Recently, an Ate (older sister) came to my office for a consultation, asking if her younger brother was eligible for age-out benefits under the Child Status Protection Act (CSPA). In that case, their immigrant parent had just filed a petition for her younger brother in the F-2A category (single minor child of immigrant parent). Right now, the waiting time for a green card in the F-2A category is about two years. However, her brother was turning 21 in a few months.

The sister decided to contact the USCIS and request that they expedite the approval of her brother’s petition. She called the 800 number, sent e-mails, and wrote letters. Finally the USCIS “granted” her expedite request, and immediately approved the petition. The problem is that by her rushing the USCIS to approve that petition, she effectively destroyed her younger brother’s chances for benefits under the CSPA.

The reason is that eligibility for benefits under the CSPA is based on a mathematical formula, whereby you take the date a petition is filed, and the date it was approved. How long did it take USCIS to approve the petition? Three months? Six months? One year?

Next, you sit around and wait for a few years, until the priority date is current (or visa is available). How old is the “child” when the priority date becomes current? You then subtract from the child’s age the length of time it took the USCIS to process and approve the petition. Therefore, the longer it takes USCIS to approve a petition, the more time you can subtract from the child’s age when the priority date becomes current. On the other hand, the faster the USCIS approves a petition, the less time you can subtract from the child’s age. For example, if it took USCIS three months to approve the petition, you can only subtract three months from the child’s age. If it took USCIS two years to approve the petition, you can subtract two years from the child’s age. Therefore it is always better, for CSPA purposes, for the USCIS to take longer to approve the petition.
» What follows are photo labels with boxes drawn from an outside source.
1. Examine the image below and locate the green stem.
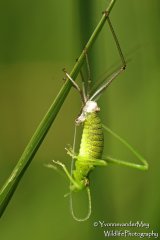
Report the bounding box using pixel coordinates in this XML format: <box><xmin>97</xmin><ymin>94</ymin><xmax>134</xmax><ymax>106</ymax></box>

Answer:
<box><xmin>0</xmin><ymin>0</ymin><xmax>116</xmax><ymax>217</ymax></box>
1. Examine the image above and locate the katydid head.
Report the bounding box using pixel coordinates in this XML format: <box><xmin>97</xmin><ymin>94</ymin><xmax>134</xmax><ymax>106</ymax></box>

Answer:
<box><xmin>75</xmin><ymin>100</ymin><xmax>100</xmax><ymax>125</ymax></box>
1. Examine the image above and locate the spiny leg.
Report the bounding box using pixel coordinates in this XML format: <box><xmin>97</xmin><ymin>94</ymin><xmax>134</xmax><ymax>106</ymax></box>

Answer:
<box><xmin>78</xmin><ymin>157</ymin><xmax>107</xmax><ymax>167</ymax></box>
<box><xmin>63</xmin><ymin>68</ymin><xmax>85</xmax><ymax>103</ymax></box>
<box><xmin>89</xmin><ymin>67</ymin><xmax>124</xmax><ymax>101</ymax></box>
<box><xmin>106</xmin><ymin>156</ymin><xmax>148</xmax><ymax>171</ymax></box>
<box><xmin>103</xmin><ymin>11</ymin><xmax>126</xmax><ymax>69</ymax></box>
<box><xmin>90</xmin><ymin>11</ymin><xmax>126</xmax><ymax>100</ymax></box>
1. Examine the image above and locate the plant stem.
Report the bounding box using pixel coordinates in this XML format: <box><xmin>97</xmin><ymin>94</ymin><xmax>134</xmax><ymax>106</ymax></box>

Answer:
<box><xmin>0</xmin><ymin>0</ymin><xmax>116</xmax><ymax>217</ymax></box>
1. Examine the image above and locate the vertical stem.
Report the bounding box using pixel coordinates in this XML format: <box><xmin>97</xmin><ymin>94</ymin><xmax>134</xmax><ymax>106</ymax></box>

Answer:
<box><xmin>0</xmin><ymin>0</ymin><xmax>116</xmax><ymax>216</ymax></box>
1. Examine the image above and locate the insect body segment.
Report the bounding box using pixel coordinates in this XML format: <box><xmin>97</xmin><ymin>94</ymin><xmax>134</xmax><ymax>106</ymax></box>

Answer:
<box><xmin>71</xmin><ymin>101</ymin><xmax>106</xmax><ymax>191</ymax></box>
<box><xmin>47</xmin><ymin>1</ymin><xmax>148</xmax><ymax>221</ymax></box>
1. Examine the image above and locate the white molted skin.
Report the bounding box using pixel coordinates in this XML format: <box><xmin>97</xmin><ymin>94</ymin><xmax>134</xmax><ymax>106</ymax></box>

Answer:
<box><xmin>75</xmin><ymin>101</ymin><xmax>100</xmax><ymax>124</ymax></box>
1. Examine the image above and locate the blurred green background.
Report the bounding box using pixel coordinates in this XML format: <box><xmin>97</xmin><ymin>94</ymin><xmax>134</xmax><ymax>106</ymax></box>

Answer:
<box><xmin>0</xmin><ymin>0</ymin><xmax>160</xmax><ymax>240</ymax></box>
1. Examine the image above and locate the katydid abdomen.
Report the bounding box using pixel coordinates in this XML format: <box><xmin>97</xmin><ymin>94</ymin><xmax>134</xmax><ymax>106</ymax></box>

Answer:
<box><xmin>71</xmin><ymin>112</ymin><xmax>104</xmax><ymax>190</ymax></box>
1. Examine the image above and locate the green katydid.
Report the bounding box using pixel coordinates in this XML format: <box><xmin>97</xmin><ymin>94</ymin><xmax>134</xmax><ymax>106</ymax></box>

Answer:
<box><xmin>46</xmin><ymin>11</ymin><xmax>148</xmax><ymax>221</ymax></box>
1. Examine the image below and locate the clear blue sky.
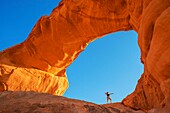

In this particular case, the Ate was makulit, and requested USCIS to “expedite” the approval of the petition, which they did. However, as soon as the petition was approved, no more time could thereafter be subtracted from the child’s age. But the problem is that the waiting time for a visa in the F-2A category is about two years. Therefore, a person would want to have the petition be pending as long as possible. This is so that you can subtract more time from the child’s age when the priority date finally becomes current. But she did just the opposite, she rushed the approval of the petition.

My point is that the CSPA can sometimes be a confusing and complex law. What may seem to make sense (such as rushing the approval of a petition) can actually be harmful to a case. Before you start acting as your own attorney, giving yourself advice, and making up your own laws and rules, you should, instead, consult with an attorney to make sure you’re doing it correctly and are properly strategizing the case.

In this particular situation, by the Ate rushing the approval of the petition, her brother will not benefit from the CSPA.